12 novembre 1917 : le mendiant russe qui prend le pouvoir

Par un froid glacial doublé d’un vent mauvais, un homme habillé en mendiant traverse Pétrograd. Il a un bandeau d’un blanc douteux tout autour de la tête comme s’il était blessé ou atteint d’une vilaine maladie de peau… il ne paye guère de mine.

L’individu bizarre marche près de deux heures dans la boue et la neige fondue de la capitale russe et passe, un à un, les multiples contrôles tenus par la soldatesque ou les ouvriers révoltés. Dans cette ambiance insurrectionnelle, chaotique, où l’incident malheureux arrive parfois et une balle est vite tirée sur toute personne suspecte, nul n’ose pourtant interpeller notre homme, peut-être par respect – ou pitié – pour son état misérable. Son pas reste étonnamment décidé et rapide et il atteint Smolny, siège des bolcheviks. Là encore, il se faufile dans la foule grondante sans être inquiété. Arrivé parmi les dirigeants, d’un geste théâtral, il défait son pansement en fait inutile, retire son écharpe grise, trouée et finalement hors d’âge. Il se révèle propre, a le regard vif, dégage une énergie formidable et tonne d’une voix qui domine celle des autres. A ce moment, il se redresse, gonfle sa poitrine et chacun le reconnaît avec un murmure de stupéfaction : c’est Lénine !

Le meneur bolchevik prend alors l’ascendant sur les autres dirigeants présents, avec le magnétisme qui l’a toujours caractérisé. C’est lui qui a la répartie la plus facile et argumente de la façon la plus convaincante.  Il ne s’embarrasse pas de doutes ni d’état d’âme. Son discours tranchant comme une lame, parfois violent, emporte tout sur son passage comme un fleuve sortant de son lit.
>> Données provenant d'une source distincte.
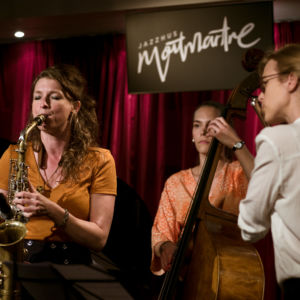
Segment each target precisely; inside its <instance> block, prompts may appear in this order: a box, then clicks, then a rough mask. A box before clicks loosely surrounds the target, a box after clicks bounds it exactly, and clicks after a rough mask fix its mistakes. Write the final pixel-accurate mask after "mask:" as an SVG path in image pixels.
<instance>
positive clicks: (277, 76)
mask: <svg viewBox="0 0 300 300" xmlns="http://www.w3.org/2000/svg"><path fill="white" fill-rule="evenodd" d="M287 73H288V72H279V73H274V74H270V75H266V76H262V78H261V81H260V86H259V88H260V90H261V91H262V92H263V93H264V92H265V90H266V86H267V83H268V82H269V81H270V80H272V79H275V78H278V77H279V76H280V75H283V74H287ZM265 78H268V79H267V80H263V79H265Z"/></svg>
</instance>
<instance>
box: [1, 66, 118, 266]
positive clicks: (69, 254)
mask: <svg viewBox="0 0 300 300" xmlns="http://www.w3.org/2000/svg"><path fill="white" fill-rule="evenodd" d="M31 96H32V109H31V117H30V122H31V121H32V120H33V119H34V118H35V117H37V116H38V115H43V116H45V117H46V120H45V121H44V122H42V123H41V124H40V125H38V126H36V127H35V128H34V129H33V130H32V131H31V133H30V134H29V135H28V145H27V149H26V154H25V164H26V166H27V171H28V183H29V189H28V190H25V191H17V192H16V193H15V194H14V198H13V200H12V202H13V205H15V206H16V207H17V208H18V209H19V210H21V211H22V213H23V215H24V216H25V217H26V218H28V222H27V224H26V227H27V234H26V237H25V247H26V248H27V249H28V251H29V257H28V261H30V262H40V261H50V262H53V263H64V264H68V263H77V264H78V263H80V264H83V263H89V262H90V255H89V249H92V250H95V251H99V250H101V249H102V248H103V247H104V245H105V243H106V240H107V237H108V233H109V230H110V226H111V222H112V217H113V211H114V201H115V195H116V171H115V164H114V160H113V157H112V155H111V154H110V152H109V151H108V150H106V149H103V148H100V147H98V146H97V142H96V139H97V129H98V123H97V117H96V113H95V101H94V100H93V99H92V98H90V97H89V96H88V95H87V94H86V81H85V79H84V78H83V77H82V75H81V74H80V72H79V71H78V70H77V69H76V68H75V67H73V66H69V65H59V66H53V67H50V68H47V69H46V70H44V71H42V72H41V73H40V74H39V75H38V76H37V78H36V79H35V80H34V82H33V84H32V95H31ZM16 147H17V146H10V147H9V149H8V150H7V151H6V152H5V153H4V155H3V156H2V158H1V160H0V168H1V174H0V192H2V193H3V194H4V195H6V196H7V194H8V183H9V179H8V178H9V161H10V159H12V158H13V157H14V156H15V155H17V154H16V151H15V150H17V149H16Z"/></svg>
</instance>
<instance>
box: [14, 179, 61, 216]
mask: <svg viewBox="0 0 300 300" xmlns="http://www.w3.org/2000/svg"><path fill="white" fill-rule="evenodd" d="M13 204H15V205H16V206H17V208H19V209H20V210H22V211H23V213H24V216H25V217H27V218H30V217H32V216H40V215H47V214H48V207H49V206H53V205H54V204H55V203H53V202H51V201H50V200H49V199H47V198H46V197H45V196H43V195H42V194H40V193H39V192H38V191H37V190H36V189H35V188H34V187H33V185H32V184H31V183H30V182H29V191H22V192H18V193H16V194H15V199H14V200H13Z"/></svg>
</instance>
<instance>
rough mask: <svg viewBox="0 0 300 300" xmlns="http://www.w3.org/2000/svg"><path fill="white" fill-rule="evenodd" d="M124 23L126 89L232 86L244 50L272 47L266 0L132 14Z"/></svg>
mask: <svg viewBox="0 0 300 300" xmlns="http://www.w3.org/2000/svg"><path fill="white" fill-rule="evenodd" d="M126 27H127V28H126V42H127V68H128V90H129V92H130V93H155V92H176V91H200V90H217V89H232V88H233V87H235V86H236V85H237V84H238V83H239V82H240V81H241V80H242V79H244V78H245V77H246V76H247V75H248V73H247V71H246V70H244V69H243V66H242V63H241V61H242V59H243V55H244V54H245V53H246V51H247V50H248V49H251V48H258V49H261V50H268V49H271V48H272V47H273V7H272V2H270V1H267V2H258V3H247V4H239V5H236V4H235V5H233V4H231V5H224V6H212V7H199V8H193V9H182V10H172V11H161V12H154V13H139V14H132V15H130V16H128V17H127V22H126Z"/></svg>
Lénine balaie toute opposition par ses gestes brusques, le regard volontiers plein de colère et suscitant la crainte. C’est un fait dont personne ne doute : il fera arrêter ceux qu’il juge trop mous ou peu fiables.

Le représentant de l’ambassade de France qui m’écrit pour me conter tout cela, Louis de Robien, m’indique que Lénine n’hésite pas à mentir s’il le faut. Il annonce pas exemple la chute de Kerenski plusieurs heures avant l’arrestation réelle des ministres du gouvernement provisoire. Grâce à cet arrangement avec la vérité, il prend facilement l’avantage sur ses adversaires plus lents et scrupuleux.

Personne ne regrette Kerenski. Le dirigeant menchevik avait fini par se couper de tous les autres révolutionnaires et même du peuple qui avait pourtant cru en lui au début.

Il va falloir se faire à Lénine.

S’il est faible, il sera balayé en quelques jours dans cette ambiance totalement instable et imprévisible du Pétrograd d’aujourd’hui. S’il est fort, la Russie si vaste, si fragmentée, aura alors l’homme à poigne dont elle a toujours besoin.

 

L’Institut Smolny, siège des nouveaux dirigeants russes, les bolcheviks.